[Marxism] New book

Louis Proyect lnp3 at panix.com
Sat Feb 24 11:29:58 MST 2007

Budgen wrote:

"Lenin Reloaded" is a rallying call by some of 
the world’s leading Marxist intellectuals for 
renewed attention to the significance of Vladimir Lenin.

Contributors. Kevin B. Anderson, Alain Badiou, 
Etienne Balibar, Daniel Bensaïd, Sebastian 
Budgen, Alex Callinicos, Terry Eagleton, Fredric 
Jameson, Stathis Kouvelakis, Georges Labica, 
Sylvain Lazarus, Jean-Jacques Lecercle, Lars T. 
Lih, Domenico Losurdo, Savas Michael-Matsas, 
Antonio Negri, Alan Shandro, Slavoj i ek


For reasons I don't quite understand, Lenin has 
become fashionable again within certain circles 
of the academic left. Zizek has had a lot to do 
with this, since he has written numerous essays 
in defense of Lenin over the past few years and 
actually organized a conference on Lenin some 
time ago. I wrote a commentary on a Zizek article 
about Lenin that appeared in "In These Times" a while back:


Some of the contributors sound like they might 
have something interesting to say. Others I don't know.

Badiou, for example, is one of those French 
theorists about whom Alan Sokal probably had 
something mischievous to say. Of course, that 
might be in Badiou's favor now that I think about 
it. Here's Badiou on Lacan, another person whose 
name starts with "L" and ends in "n":

"How are we to characterize this peculiar 
balancing of the 'grandiose' and the 'innocent'? 
The grandiose aspect lies in the conviction that 
the question of the Real is commensurable with 
that of language; the innocence is in not having 
carried this conviction as far as its true 
principle, which is mathemati-zation. You will 
recall that Lacan holds mathematization to be the 
key to any thinkable relation to the Real."

I myself hold no brief against mathematization. 
How in the world could I make sure that I was 
getting the proper change at Gristede's without it?

I do have to admit a certain consternation at 
seeing Toni Negri as contributor. I think that 
Sebastian and company would have been better 
advised in including Toni Braxton, the very fine 
jazz-pop stylist. Only 5 years or so ago, Negri 
and Hardt wrote a thoroughly silly book that 
dragged Lenin's name through the mud. Only the 
other day I was startled to learn that the poet 
laureates of the "multitude" were trying to 
amalgamate Madisonian checks and balances with 
Lenin.
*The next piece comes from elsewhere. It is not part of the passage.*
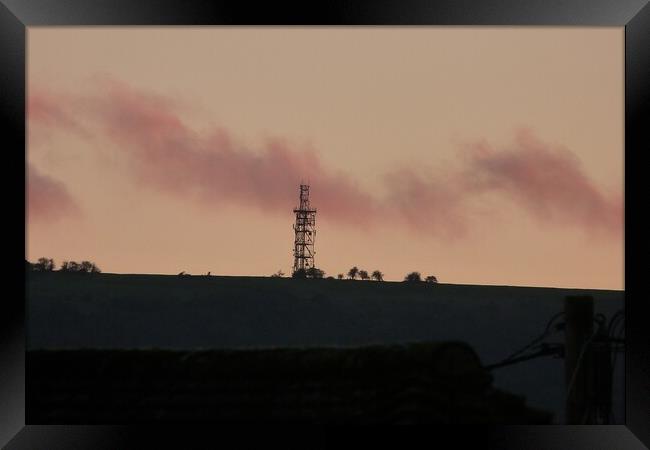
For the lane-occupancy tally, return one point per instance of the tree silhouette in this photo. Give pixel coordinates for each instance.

Certainly, the dead Russian deserves better.

Fredric Jameson, of course, is the big name 
literary theorist in the USA who won first prize 
in Denis Dutton's "Bad Writing Contest" in 1997. 
Dutton called attention to this snippet of Dutton's prose:

"The visual is essentially pornographic, which is 
to say that it has its end in rapt, mindless 
fascination; thinking about its attributes 
becomes an adjunct to that, if it is unwilling to 
betray its object; while the most austere films 
necessarily draw their energy from the attempt to 
repress their own excess (rather than from the 
more thankless effort to discipline the viewer)."

Once again, as is the case with Sokal, I might 
tend to line up with whoever Dutton is attacking, 
although this might be a toss-up when it comes to Dutton versus Jameson.

Daniel Bensaid and Stathis Kouvelakis are members 
of the French LCR, while Callinicos is a British 
SWP'er. I can never figure out if Budgen is in the LCR or the SWP. Maybe both.

Unfortunately, except for Lih--I believe--just 
about everybody else approaches Lenin from the 
standpoint of philosophical, social or political 
theory. Kevin Anderson, who is an interesting 
thinker despite his News and Letters connection, 
wrote a good book on Hegel's importance to Lenin. 
Not that there is anything wrong with making such 
a connection, but I don't think that studying 
Hegel--the subtext of the book--is very useful. 
You would be better off studying oil markets, 
like Mark Jones did at the London Library in the years before his death.

It is not that Lenin was adverse to theoretical 
questions. He did grapple with philosophy when it 
was necessary to do so, particularly with the 
challenged mounted by Bogdanov. But theorizing 
for the sake of theorizing seems inimical to everything that Lenin stood for.

At any rate, in the favor of " Lenin Reloaded: 
Toward a Politics of Truth" is the price of the 
paperback version, $23.95, a relief from the 
extortionist prices of past ventures Budgen has 
been associated with. Not in its favor is the 
title "Lenin Reloaded". The Wachovsky brothers ain't cool anymore.